Hell yeah, I had Sky Commander toys! What’s funny about this is that I enjoyed playing with the toys, but I never liked the animated series it was based on. There’s a reason it never went past one season. You would play with these toys with ziplines that came along with them. I remember clamping strings all over my room and in the back yard to play with these things. It probably wasn’t the safest toy to be playing with though, especially with all of the trip lines the kids just set up anywhere they could. I will say I didn’t like how much work it took to set up, and then cleaning it all up afterwards was always a hassle.
Yeah, this was was probably one of the dumbest toy lines to come out of the '80s. I was never interested in these Ring Raiders toys. I don’t know why, but I just didn't like the fact that I had to wear a ring to play with my toys. They consisted of small plastic toy airplanes that were mounted on plastic rings. Apparently there were only a few molds that were produced for the toy line, so most of the aircraft were repainted three or four times each. The line was short-lived, and only lasted for about six months.
I don’t know anyone who had this toy. In fact, I had never heard of it until I started doing research for this article. It was a programmable electric vehicle resembling a futuristic-looking tank and utility vehicle that might have been used on a moon or Mars-type environment. Apparently the toy could remember up to 16 commands, which it would then perform in sequence. I personally think it looks like kind of a boring toy, but anyone that had it as a kid might have the complete opposite opinion because of the nostalga factor.
This sci-fi robot toy line had one of the greatest '80s commercials ever! Once you watch it, you won’t be able to get the amazing theme song out of your head. The line included a pair of robot cars, one called Protagatron (Red), the other named Antagatron (Blue). The toy boasts that it was always changing and rearranging, but I didn’t see much of that when I had one.
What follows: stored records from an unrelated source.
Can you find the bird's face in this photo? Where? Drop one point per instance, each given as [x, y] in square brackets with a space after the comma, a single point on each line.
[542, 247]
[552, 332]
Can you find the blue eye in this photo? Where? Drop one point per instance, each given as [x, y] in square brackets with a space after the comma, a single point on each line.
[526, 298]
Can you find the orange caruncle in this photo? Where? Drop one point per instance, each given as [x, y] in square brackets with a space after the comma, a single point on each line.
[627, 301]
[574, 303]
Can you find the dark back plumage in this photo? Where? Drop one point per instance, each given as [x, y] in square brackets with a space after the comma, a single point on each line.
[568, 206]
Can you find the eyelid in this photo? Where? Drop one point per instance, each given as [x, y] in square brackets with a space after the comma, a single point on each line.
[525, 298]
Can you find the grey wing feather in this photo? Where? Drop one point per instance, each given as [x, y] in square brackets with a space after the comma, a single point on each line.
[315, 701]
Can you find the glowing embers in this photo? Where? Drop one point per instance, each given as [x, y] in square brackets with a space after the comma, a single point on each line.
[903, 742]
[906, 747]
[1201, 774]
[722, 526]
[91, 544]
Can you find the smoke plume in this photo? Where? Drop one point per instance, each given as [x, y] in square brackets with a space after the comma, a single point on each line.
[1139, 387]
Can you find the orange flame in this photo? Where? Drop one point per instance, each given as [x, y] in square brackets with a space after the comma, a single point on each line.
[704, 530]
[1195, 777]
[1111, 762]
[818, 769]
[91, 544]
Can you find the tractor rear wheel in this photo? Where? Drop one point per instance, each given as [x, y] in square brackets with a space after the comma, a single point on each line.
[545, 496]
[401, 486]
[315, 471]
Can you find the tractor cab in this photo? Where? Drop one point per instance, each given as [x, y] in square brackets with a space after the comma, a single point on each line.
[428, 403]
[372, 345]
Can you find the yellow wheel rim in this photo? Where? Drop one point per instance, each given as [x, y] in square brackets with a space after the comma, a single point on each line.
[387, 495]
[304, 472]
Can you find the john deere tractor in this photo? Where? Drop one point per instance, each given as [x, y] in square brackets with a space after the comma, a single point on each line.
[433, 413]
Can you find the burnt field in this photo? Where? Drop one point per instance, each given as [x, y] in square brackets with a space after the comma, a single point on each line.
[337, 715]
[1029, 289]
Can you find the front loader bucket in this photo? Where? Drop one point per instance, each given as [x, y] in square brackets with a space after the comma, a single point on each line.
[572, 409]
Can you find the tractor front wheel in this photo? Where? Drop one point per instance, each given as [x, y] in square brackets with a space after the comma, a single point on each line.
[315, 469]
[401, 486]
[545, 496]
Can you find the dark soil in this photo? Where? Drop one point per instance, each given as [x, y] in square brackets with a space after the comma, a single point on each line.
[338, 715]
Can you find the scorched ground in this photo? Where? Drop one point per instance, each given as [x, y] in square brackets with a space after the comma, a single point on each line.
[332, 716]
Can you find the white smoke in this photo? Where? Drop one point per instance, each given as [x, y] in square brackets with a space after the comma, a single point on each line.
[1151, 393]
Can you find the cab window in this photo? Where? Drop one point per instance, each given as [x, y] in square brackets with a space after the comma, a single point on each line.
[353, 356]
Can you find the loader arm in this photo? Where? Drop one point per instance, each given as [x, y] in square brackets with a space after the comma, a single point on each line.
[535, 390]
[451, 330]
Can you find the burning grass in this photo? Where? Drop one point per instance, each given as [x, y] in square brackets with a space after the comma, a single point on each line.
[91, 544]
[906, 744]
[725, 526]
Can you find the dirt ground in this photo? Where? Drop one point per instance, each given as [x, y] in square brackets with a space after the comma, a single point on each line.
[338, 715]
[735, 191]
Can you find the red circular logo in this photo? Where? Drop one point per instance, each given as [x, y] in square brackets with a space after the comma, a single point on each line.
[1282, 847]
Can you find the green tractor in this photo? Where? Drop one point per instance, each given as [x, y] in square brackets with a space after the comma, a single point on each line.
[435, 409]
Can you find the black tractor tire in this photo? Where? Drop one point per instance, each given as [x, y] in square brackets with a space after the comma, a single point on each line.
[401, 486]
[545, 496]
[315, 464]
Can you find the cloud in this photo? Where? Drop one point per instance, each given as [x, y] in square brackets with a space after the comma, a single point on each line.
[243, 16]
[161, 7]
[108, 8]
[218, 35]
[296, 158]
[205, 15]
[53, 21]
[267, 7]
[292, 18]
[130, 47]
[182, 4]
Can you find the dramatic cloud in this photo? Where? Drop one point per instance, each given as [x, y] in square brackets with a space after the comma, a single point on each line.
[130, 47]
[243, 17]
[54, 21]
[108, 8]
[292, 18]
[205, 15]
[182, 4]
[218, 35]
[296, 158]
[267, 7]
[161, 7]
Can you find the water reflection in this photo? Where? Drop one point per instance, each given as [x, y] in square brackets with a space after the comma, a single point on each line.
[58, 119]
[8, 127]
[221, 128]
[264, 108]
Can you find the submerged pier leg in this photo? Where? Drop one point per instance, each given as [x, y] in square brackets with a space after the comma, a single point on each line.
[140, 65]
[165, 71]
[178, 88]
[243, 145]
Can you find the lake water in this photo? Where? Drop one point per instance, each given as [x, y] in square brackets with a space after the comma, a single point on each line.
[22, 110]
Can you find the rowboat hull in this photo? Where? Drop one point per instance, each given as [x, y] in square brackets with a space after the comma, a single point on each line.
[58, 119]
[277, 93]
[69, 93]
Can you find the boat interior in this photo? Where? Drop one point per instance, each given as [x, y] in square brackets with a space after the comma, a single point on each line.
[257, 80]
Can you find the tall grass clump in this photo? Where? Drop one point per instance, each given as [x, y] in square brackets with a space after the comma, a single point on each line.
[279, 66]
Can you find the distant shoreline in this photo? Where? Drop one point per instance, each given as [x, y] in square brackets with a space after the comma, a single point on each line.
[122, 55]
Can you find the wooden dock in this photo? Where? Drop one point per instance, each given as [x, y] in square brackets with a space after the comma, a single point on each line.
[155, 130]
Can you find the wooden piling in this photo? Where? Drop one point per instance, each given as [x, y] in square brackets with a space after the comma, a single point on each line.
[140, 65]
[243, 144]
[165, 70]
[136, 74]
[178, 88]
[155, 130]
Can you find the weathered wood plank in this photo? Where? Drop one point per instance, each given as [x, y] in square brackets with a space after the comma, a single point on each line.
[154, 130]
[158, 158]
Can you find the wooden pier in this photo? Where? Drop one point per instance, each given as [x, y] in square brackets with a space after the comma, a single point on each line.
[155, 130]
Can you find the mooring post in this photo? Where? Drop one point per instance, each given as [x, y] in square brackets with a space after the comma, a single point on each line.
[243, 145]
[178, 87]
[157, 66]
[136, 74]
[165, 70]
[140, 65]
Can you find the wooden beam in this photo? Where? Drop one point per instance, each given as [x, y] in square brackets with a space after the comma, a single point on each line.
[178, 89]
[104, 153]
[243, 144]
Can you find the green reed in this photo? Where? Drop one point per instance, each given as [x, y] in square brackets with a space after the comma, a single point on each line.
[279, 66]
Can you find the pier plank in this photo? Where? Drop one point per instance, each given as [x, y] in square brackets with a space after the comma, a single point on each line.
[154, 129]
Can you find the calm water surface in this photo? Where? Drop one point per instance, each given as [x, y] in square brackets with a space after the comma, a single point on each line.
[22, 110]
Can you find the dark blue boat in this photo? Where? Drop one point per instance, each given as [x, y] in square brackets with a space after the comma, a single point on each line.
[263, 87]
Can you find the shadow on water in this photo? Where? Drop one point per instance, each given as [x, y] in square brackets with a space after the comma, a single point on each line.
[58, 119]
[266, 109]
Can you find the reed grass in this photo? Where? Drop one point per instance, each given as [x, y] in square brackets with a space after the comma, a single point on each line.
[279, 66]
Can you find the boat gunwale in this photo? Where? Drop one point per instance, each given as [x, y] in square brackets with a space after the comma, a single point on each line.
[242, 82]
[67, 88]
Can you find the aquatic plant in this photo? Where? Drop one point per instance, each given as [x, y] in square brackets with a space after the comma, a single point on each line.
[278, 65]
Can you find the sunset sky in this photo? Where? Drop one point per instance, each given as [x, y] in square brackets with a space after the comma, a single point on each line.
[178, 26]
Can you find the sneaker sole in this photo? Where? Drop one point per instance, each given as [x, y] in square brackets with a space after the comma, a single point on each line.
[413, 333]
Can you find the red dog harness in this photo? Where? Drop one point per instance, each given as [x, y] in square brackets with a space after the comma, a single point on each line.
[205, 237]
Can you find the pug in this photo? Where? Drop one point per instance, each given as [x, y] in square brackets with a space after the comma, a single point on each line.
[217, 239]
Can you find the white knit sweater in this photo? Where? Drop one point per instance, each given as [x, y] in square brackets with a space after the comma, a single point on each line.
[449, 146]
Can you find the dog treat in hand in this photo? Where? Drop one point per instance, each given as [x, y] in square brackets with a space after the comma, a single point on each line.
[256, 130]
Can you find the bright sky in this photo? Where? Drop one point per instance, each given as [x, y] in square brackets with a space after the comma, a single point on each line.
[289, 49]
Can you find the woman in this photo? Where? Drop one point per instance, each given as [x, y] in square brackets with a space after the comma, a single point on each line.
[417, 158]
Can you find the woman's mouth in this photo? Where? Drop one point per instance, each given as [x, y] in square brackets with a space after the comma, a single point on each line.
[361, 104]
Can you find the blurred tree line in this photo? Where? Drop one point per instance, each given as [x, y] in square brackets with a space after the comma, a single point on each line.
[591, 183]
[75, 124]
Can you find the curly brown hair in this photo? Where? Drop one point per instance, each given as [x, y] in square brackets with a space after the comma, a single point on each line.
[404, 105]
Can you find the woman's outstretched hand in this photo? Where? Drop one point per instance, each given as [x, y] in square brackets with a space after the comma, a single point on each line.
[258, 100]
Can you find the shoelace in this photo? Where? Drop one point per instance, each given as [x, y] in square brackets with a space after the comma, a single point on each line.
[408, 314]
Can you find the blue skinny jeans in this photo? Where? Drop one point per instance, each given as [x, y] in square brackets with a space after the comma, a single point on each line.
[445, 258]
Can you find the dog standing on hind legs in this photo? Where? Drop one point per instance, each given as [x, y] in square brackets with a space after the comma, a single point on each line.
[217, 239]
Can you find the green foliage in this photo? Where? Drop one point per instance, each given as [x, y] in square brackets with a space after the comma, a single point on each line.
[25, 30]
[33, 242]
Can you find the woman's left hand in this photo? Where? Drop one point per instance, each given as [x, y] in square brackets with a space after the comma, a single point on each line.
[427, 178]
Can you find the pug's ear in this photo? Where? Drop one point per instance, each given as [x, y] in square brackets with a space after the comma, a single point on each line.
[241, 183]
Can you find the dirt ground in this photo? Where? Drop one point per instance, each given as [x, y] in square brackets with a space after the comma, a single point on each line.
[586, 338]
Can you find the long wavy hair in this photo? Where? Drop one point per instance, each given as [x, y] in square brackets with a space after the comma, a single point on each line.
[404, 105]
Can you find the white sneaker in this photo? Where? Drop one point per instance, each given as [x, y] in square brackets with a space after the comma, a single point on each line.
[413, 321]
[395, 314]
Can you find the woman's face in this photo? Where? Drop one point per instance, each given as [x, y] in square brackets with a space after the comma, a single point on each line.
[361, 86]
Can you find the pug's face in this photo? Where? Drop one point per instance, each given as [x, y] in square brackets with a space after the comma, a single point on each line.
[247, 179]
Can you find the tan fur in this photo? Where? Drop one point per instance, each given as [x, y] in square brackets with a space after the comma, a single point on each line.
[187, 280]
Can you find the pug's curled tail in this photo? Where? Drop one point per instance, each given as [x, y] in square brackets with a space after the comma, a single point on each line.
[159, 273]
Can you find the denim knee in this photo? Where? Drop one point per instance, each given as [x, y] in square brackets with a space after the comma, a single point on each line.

Check out the official back story!
"In all Galactic lore, there is no story as tragic and hard fought as that of the Twin Princes of the Rival Moons of Planet Robotron. Each Prince was to rule his own moon, with the most successful ruler eventually becoming the new Emperor of Robotron. One of the Princes chose evil and destruction as his means to power, and set out to destroy the Good Prince, with the aid of Antagatron, a giant mutant Robot with the ability to charge up and launch a Tracker that changes to Attacker."